# Cross-validation¶

## What is cross-validation?¶

• A robust way to evaluate predictive accuracy.
• Gives mean and standard deviation.
• Makes good use of all the data.
In [ ]:
from sklearn.cross_validation import KFold
n_samples = 200
cv = KFold(n=n_samples, n_folds=5)

In [ ]:
%matplotlib inline
import numpy as np
import matplotlib.pyplot as plt

for training_set, test_set in cv:
plt.figure(figsize=(20,1))
plt.plot(training_set, np.ones(len(training_set)), "o", color='blue', label="training set")
plt.plot(test_set, np.ones(len(test_set)), "o", color='red', label="test set")
plt.legend(loc="best")
plt.axis("off")


## Using cross-validation in scikit-learn¶

In [ ]:
from sklearn.cross_validation import cross_val_score, train_test_split

In [ ]:
from sklearn.datasets import load_digits

In [ ]:
digits = load_digits()

In [ ]:
X_train, X_test, y_train, y_test = train_test_split(digits.data, digits.target)

In [ ]:
from sklearn.svm import SVC

In [ ]:
cross_val_score(SVC(C=1), X_train, y_train, cv=3)

In [ ]:
cross_val_score(SVC(C=10), X_train, y_train, cv=3, scoring="f1")

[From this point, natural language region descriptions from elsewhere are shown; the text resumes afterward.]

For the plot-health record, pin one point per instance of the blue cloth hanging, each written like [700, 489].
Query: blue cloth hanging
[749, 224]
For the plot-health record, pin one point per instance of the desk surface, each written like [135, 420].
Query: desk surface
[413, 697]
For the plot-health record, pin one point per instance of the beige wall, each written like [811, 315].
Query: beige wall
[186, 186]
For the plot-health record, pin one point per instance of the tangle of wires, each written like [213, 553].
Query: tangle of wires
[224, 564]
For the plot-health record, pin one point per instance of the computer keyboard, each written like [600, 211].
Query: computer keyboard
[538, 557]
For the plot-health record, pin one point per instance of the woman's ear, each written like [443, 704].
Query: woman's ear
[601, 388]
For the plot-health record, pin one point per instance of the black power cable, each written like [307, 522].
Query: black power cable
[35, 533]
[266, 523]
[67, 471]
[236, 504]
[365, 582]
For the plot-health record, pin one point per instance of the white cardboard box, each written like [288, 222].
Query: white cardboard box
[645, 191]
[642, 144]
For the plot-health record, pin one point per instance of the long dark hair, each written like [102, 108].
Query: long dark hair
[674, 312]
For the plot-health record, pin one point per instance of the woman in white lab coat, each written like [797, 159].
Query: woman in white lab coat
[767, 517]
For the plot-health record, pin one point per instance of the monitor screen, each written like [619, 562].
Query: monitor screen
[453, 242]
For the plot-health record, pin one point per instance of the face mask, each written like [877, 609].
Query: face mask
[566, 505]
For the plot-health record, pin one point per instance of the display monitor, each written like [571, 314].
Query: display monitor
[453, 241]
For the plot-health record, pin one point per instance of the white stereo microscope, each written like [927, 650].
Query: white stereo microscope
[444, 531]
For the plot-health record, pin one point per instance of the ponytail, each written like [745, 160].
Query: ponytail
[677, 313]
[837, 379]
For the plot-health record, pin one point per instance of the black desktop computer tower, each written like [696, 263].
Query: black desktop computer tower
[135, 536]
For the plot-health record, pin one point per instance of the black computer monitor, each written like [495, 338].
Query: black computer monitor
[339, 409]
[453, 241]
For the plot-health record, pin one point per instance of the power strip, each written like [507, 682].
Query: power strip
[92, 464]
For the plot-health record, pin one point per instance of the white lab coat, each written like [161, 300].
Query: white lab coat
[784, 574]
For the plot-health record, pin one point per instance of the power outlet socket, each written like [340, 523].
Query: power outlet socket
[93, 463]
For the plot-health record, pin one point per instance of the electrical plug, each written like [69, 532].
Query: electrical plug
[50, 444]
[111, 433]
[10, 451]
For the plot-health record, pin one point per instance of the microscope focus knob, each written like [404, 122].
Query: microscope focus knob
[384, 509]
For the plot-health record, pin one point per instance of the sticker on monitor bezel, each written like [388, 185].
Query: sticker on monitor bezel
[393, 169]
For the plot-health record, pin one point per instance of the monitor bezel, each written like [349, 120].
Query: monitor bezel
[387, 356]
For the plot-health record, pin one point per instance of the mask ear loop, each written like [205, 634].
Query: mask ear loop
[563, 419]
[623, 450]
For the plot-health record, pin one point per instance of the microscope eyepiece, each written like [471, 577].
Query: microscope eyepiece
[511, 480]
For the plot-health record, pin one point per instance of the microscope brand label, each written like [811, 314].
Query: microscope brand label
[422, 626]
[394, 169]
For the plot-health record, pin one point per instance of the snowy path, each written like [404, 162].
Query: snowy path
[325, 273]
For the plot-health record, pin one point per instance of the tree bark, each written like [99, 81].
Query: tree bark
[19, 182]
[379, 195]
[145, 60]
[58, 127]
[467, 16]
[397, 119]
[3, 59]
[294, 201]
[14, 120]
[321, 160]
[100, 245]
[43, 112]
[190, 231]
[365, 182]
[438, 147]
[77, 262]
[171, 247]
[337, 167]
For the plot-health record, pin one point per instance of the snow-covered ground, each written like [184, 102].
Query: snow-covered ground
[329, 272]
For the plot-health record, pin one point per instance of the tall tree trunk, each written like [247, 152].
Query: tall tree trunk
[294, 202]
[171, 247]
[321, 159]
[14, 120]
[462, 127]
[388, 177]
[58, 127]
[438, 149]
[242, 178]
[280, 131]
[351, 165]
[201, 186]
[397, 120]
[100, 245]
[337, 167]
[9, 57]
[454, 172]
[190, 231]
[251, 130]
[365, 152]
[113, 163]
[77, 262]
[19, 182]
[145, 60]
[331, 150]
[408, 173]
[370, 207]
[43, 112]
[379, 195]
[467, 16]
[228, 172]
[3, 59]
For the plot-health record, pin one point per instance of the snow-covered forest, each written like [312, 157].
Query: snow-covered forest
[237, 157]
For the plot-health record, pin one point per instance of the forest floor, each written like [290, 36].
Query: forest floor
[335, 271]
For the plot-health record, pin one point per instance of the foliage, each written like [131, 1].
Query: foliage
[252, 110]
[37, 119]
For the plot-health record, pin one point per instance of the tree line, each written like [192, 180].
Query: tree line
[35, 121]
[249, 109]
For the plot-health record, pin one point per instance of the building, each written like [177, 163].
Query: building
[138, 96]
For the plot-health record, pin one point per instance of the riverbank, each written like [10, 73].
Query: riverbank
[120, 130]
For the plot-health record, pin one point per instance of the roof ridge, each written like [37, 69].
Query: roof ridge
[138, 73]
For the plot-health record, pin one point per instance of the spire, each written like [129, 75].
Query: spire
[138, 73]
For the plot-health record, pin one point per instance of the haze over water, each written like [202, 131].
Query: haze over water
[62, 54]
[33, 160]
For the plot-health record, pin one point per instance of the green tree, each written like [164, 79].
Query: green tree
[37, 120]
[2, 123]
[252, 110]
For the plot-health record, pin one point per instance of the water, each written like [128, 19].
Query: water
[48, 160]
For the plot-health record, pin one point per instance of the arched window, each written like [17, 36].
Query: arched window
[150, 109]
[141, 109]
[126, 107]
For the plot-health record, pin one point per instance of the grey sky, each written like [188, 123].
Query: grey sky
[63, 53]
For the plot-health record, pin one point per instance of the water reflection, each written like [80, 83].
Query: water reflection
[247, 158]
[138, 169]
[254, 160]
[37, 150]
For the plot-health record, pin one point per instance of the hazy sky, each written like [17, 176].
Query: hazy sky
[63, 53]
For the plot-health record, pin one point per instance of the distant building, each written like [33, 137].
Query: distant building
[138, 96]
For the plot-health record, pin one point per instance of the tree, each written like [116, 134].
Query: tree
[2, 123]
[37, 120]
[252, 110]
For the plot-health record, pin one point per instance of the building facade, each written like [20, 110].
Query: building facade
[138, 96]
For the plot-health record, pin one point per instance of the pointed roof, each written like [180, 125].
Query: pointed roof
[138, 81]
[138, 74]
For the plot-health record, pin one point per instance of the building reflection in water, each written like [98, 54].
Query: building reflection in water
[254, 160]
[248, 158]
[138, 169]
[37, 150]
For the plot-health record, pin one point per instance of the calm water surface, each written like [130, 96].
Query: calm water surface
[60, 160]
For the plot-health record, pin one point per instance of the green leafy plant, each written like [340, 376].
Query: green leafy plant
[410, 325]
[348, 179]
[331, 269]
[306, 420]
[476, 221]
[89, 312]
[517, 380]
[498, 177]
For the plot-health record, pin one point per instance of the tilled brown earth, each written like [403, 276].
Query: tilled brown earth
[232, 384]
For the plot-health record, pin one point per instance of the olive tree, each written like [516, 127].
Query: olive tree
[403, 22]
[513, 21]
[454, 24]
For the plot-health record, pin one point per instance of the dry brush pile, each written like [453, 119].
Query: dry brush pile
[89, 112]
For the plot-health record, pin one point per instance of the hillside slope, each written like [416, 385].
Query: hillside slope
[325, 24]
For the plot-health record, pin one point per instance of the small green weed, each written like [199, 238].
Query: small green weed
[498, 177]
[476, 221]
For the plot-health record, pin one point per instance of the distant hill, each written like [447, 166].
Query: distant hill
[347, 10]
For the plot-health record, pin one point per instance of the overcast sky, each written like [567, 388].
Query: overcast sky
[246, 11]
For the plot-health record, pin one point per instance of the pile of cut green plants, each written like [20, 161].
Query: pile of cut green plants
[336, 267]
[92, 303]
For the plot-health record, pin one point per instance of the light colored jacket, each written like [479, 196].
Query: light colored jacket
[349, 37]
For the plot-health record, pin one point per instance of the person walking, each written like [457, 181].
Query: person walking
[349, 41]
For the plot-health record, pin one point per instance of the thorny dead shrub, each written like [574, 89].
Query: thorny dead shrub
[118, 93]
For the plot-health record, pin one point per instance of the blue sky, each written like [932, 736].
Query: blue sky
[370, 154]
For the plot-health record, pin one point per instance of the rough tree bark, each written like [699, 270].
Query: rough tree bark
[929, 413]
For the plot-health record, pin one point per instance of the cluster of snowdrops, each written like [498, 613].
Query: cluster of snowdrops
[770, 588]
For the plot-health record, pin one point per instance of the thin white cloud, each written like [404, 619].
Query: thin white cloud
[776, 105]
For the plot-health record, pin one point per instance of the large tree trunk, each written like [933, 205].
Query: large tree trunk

Let's go to a binary task for a moment (even vs uneven)

In [ ]:
cross_val_score(SVC(C=10), X_train, y_train % 2, cv=3)

In [ ]:
cross_val_score(SVC(C=10), X_train, y_train % 2, cv=3, scoring="average_precision")

In [ ]:
cross_val_score(SVC(C=10), X_train, y_train % 2, cv=3, scoring="roc_auc")


There are other ways to do cross-valiation

In [ ]:
from sklearn.cross_validation import ShuffleSplit
cross_val_score(SVC(C=10), X_train, y_train, cv=ShuffleSplit(len(X_train), 10, test_size=.4))


# Tasks¶

1. Select a good gamma and C for SVC on digits using cross-validation.
2. Validate your findings on the test set.